The year before last, I made a huge effort to chronicle our plastic usage and find ways in which to curtail it.
This year… I feel slightly differently about the whole thing.
It’s not that I don’t agree that we should be trying to reduce our dependence on plastic – we absolutely should. We should also continue to try and dispose of the plastic items we do use in a responsible fashion – reusing and recycling where possible.
I just feel that sometimes, all the anti-plastic rhetoric distracts from other environmental issues.
For example – we encourage people to recycle any plastic waste that they have, but simultaneously advise against buying new plastic products. This creates an imbalance – what’s the point in recycling the material if we’re not going to use it anyway? In addition to reducing our consumption of ‘virgin’ plastics, we need to ensure that the plastic we do use is coming from recycled sources. This will be my personal focus this #PlasticFreeJuly.
I also think it’s important to acknowledge that products packaged in glass or cardboard often take up more space in transit, so require more vehicles to transport them (i.e. bottles of wine, vs bag-in-a-box). They also weigh more, so the amount of fuel used on freight is higher than their plastic-packaged counterparts.
I don’t feel like looking at carbon footprints is the answer either – to be honest, I’m not sure which metric we should be measuring ecological credentials on.

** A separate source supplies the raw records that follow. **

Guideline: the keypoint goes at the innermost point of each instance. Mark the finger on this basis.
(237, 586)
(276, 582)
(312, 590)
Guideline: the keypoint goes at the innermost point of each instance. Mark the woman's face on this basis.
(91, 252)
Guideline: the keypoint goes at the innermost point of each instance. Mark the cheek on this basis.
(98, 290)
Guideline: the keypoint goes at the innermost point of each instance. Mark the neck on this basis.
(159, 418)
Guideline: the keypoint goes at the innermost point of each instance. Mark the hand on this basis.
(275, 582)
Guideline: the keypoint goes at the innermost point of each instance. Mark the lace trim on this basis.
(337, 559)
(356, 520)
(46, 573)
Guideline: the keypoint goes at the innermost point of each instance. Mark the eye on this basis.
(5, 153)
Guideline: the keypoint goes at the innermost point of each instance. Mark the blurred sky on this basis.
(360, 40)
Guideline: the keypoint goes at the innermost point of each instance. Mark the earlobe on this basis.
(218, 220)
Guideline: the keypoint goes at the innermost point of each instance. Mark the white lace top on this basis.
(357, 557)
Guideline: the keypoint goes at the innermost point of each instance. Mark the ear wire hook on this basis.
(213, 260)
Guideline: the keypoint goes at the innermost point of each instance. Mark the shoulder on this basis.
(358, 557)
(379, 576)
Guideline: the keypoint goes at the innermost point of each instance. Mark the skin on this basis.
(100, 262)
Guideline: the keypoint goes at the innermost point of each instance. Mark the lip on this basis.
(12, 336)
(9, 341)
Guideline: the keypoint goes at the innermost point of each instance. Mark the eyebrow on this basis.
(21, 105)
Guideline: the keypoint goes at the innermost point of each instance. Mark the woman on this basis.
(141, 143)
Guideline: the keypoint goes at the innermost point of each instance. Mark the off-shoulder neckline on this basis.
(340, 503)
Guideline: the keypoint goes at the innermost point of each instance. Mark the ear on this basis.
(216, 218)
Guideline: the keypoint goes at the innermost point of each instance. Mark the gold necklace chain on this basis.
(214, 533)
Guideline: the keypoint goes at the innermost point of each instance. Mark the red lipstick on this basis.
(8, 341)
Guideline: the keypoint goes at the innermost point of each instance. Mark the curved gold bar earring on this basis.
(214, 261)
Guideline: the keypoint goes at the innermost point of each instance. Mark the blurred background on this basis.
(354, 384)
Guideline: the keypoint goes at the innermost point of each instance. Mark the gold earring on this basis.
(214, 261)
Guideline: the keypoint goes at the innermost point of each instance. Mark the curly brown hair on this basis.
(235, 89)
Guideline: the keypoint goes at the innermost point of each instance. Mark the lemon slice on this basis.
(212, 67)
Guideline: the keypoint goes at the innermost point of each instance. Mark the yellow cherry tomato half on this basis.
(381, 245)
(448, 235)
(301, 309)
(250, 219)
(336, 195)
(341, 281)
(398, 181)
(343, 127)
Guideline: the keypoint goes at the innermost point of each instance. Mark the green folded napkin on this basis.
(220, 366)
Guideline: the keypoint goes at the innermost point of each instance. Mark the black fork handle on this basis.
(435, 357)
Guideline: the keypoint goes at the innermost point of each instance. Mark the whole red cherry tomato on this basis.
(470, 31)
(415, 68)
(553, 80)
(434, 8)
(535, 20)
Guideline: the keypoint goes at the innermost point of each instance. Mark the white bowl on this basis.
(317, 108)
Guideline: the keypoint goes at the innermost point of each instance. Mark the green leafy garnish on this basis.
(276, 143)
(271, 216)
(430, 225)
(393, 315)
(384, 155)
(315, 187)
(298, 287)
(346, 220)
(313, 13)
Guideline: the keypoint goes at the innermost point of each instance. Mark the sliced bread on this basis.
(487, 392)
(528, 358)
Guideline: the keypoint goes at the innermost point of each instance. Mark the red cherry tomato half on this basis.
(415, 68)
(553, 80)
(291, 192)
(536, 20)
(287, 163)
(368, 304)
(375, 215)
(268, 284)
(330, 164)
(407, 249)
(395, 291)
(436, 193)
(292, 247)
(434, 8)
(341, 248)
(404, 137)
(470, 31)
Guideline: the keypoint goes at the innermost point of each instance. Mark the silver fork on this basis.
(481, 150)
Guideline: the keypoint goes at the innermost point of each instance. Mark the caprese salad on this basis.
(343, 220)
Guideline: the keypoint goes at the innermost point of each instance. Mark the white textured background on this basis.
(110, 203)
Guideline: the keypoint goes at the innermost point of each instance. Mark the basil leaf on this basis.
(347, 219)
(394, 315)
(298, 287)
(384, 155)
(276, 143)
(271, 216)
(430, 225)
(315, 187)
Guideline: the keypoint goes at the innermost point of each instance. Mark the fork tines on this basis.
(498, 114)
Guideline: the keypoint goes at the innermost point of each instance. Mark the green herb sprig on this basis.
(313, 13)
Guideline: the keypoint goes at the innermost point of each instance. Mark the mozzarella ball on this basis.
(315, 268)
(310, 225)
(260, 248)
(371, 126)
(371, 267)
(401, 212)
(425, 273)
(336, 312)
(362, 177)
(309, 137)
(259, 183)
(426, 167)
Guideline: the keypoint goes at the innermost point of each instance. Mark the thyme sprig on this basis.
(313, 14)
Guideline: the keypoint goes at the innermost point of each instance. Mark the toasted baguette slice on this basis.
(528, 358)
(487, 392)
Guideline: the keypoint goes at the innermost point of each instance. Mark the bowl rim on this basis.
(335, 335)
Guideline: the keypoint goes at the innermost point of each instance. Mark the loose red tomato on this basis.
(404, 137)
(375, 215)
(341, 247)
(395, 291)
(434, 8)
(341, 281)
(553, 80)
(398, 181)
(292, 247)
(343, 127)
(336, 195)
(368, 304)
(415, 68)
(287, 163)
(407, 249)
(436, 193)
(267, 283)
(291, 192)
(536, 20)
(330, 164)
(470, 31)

I just know that avoiding plastic isn’t the whole story.
So, what can we do?
We can reuse things – and not just the pretty things like mason jars. I did a whole post about the uglier items which I hold onto – old food packaging, produce tubs, and sandwich boxes. Keeping these items saves me money, but it also diverts them from landfill.

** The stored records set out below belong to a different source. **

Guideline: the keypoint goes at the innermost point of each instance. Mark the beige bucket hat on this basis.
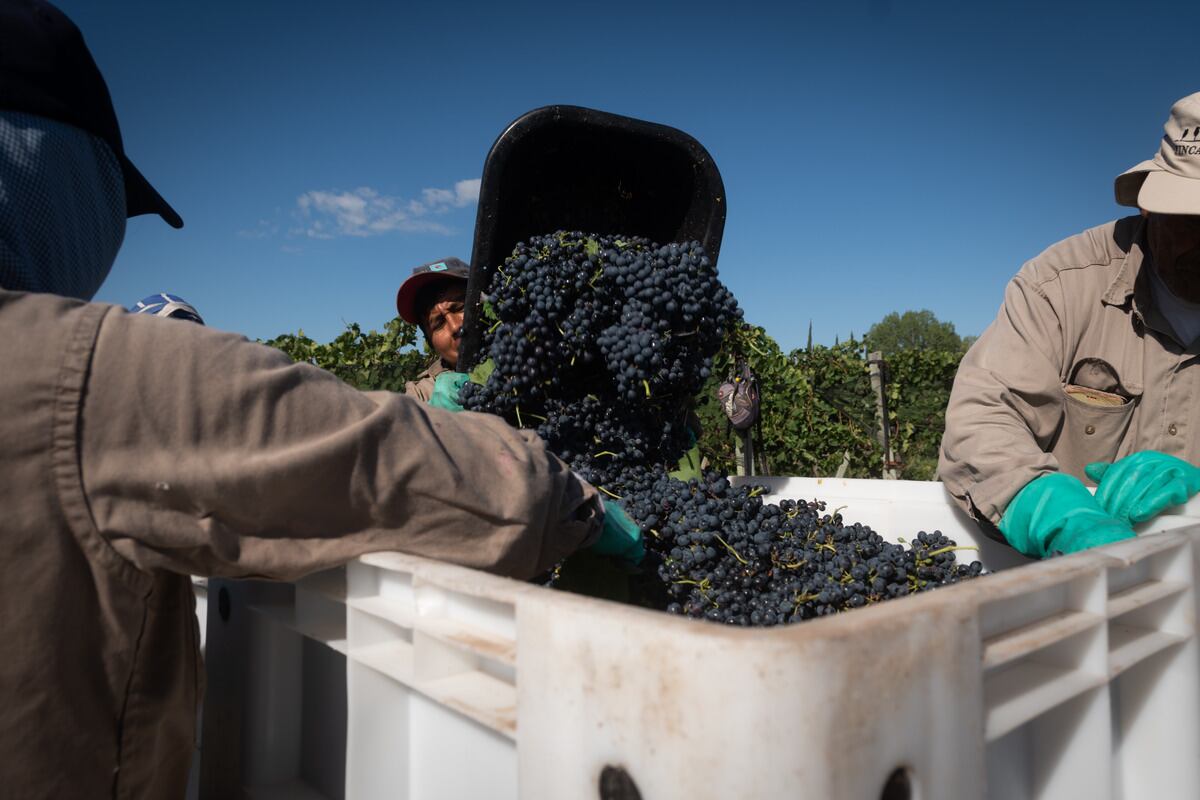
(1170, 181)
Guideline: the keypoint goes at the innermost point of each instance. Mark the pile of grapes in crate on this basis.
(600, 344)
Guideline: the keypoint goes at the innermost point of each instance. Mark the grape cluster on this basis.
(600, 344)
(726, 555)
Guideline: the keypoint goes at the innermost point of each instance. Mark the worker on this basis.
(1090, 374)
(433, 299)
(167, 305)
(137, 452)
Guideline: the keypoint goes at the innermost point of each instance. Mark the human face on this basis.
(443, 322)
(1175, 246)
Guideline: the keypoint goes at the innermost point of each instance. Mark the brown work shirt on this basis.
(139, 450)
(1078, 367)
(421, 388)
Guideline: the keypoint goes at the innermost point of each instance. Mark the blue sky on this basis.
(877, 155)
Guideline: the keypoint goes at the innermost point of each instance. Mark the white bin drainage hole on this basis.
(616, 785)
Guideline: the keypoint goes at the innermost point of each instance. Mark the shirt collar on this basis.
(1123, 286)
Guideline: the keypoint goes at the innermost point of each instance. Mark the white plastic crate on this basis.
(403, 678)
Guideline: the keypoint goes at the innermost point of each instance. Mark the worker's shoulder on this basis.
(1096, 254)
(421, 386)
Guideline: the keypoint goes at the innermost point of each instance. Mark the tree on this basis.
(912, 330)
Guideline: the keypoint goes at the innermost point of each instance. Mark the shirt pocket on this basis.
(1091, 431)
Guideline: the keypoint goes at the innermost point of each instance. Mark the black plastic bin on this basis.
(570, 168)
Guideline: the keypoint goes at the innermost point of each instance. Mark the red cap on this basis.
(447, 269)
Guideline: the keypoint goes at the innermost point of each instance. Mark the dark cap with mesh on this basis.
(47, 70)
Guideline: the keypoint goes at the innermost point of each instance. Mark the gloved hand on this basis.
(445, 390)
(1056, 512)
(621, 536)
(1138, 487)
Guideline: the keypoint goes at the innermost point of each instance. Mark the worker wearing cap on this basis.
(167, 305)
(433, 298)
(1090, 372)
(136, 452)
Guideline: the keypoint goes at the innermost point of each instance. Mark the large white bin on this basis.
(401, 678)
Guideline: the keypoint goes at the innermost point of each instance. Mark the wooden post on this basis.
(879, 385)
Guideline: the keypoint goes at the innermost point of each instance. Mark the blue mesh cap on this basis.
(46, 70)
(61, 206)
(167, 305)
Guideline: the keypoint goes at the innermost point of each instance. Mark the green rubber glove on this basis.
(445, 390)
(1056, 513)
(1140, 486)
(621, 536)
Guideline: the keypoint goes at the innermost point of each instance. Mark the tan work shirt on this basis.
(135, 451)
(1078, 367)
(423, 386)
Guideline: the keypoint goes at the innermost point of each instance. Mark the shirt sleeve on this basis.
(202, 452)
(1006, 405)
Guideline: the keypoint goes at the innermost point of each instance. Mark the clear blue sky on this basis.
(877, 155)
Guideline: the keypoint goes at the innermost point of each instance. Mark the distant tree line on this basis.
(819, 411)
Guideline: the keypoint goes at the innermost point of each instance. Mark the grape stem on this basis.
(730, 548)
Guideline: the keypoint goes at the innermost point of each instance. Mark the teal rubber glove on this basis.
(621, 536)
(1139, 487)
(445, 390)
(1056, 513)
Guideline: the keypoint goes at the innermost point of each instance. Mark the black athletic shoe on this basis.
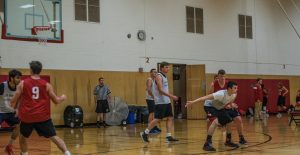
(158, 129)
(231, 144)
(98, 125)
(242, 141)
(171, 139)
(144, 137)
(208, 147)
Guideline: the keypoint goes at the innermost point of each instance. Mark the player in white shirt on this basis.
(217, 104)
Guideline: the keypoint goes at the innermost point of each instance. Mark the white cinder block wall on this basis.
(105, 46)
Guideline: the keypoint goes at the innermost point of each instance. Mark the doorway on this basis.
(179, 89)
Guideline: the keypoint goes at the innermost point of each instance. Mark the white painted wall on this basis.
(105, 46)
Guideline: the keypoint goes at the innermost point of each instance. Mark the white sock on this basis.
(169, 135)
(147, 131)
(67, 153)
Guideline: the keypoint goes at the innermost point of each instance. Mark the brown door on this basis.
(195, 88)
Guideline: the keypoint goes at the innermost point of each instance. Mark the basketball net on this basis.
(42, 33)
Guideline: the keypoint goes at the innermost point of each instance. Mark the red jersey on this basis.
(217, 86)
(34, 101)
(258, 92)
(281, 91)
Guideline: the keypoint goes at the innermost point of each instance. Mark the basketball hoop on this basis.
(41, 31)
(36, 29)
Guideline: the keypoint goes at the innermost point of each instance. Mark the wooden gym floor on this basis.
(272, 136)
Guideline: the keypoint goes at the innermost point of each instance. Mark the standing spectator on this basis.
(258, 97)
(282, 91)
(8, 113)
(265, 99)
(101, 96)
(298, 97)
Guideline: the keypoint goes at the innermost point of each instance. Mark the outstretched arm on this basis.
(17, 95)
(207, 97)
(56, 99)
(211, 88)
(158, 80)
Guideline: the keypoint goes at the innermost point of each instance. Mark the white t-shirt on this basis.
(221, 98)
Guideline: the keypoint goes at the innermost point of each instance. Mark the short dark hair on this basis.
(163, 64)
(13, 73)
(231, 84)
(36, 67)
(100, 78)
(258, 79)
(153, 69)
(221, 72)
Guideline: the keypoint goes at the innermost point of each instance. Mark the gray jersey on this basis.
(148, 97)
(159, 98)
(101, 92)
(5, 97)
(221, 98)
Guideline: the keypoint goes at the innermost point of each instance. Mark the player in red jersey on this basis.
(220, 83)
(34, 95)
(258, 98)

We can assess what is actually necessary in our lives. Do we need a pack of disposable, plastic cloths for doing our dishes, or could we cut up an old towel? Can we look at what we feel we’re lacking, and try to fill that gap with objects we already own?
And finally, we can recognise that the current state of the world is not our responsibility alone. We can engage with protest groups (such as the Craftivist Collective) to try and influence government policy, we can vote for parties which prioritise our values, and we can hold companies to account for products and packaging which aren’t fit for purpose. There comes a point where we’ve done all that we can reasonably be expected to do whilst living within the realms of modern society, and it’s at this point we need to take a good look at whether or not we can change society itself.
This plastic-free July, I will continue to examine the objects I buy and consume, and continue to look at ways in which I can better myself. But I’m also going to take a look at some of the ways in which I can change the world around me – can I start looking at ways to pass on my mending skills, for example? I definitely plan on taking part in the Canary Craftivist project, but I hope I can come up with other ways in which to make a difference too.
Aside from curtailing your plastic purchases, are you planning to do anything for Plastic Free July? I would love to hear your thoughts.